There's the Plotly real-time stuff, but it's not open-source and it is not stand-alone - it only works via their servers, afaik. https://github.com/plotly/Streaming-Demos

jonocarroll commented 6 years ago

htmlwidgets, which is how I've incorporated p5.js so far, can have a shiny implementation, so this would work in well.

dicook commented 6 years ago

its probably better to think of this as "stat_realtime" and then you would have the full plotting functionality of gems still available

jonocarroll commented 6 years ago

That would be true if there ends up being more than the current level of ggplot2 in there. There is currently 0, despite the name and appearance. I've been deliberately deceptive in making the plot look like that, but it does have some nice familiarity to people, no?

The question of whether or not ggplot2 could be adapted to plot in realtime is an interesting, but separate one.
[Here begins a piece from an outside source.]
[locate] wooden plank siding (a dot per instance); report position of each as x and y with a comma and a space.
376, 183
I suspect it's not quite that flexible.

I'm certainly open to ideas as to how to implement this better than p5.js; @dicook; any help/guidance/contribution you're able to provide would be of great benefit.

stefaniebutland commented 6 years ago

@jonocarroll's blog post on this: 2017 rOpenSci ozunconf :: Reflections and the realtime Package https://ropensci.org/blog/2017/11/14/realtime/

bedantaguru commented 5 years ago

Anything happened afterwards. looks like real real-time plot in R.

Any public Github repository yet?

stefaniebutland commented 5 years ago

This was an experimental project developed during a conference. Here's the public repo https://github.com/ropenscilabs/realtime

jonocarroll commented 5 years ago

We got a proof of concept working at the ROpenSci ozunconf, but @kcf-jackson was the one to actually build something that works. He presented it at useR2018. His version was called jsReact (this repo has examples) but was later refactored to rjs.

FYI, none of this is an actual ggplot2 geom - this is using javascript to visualise data faster than a plot can be generated in R, but using R to do the calculating.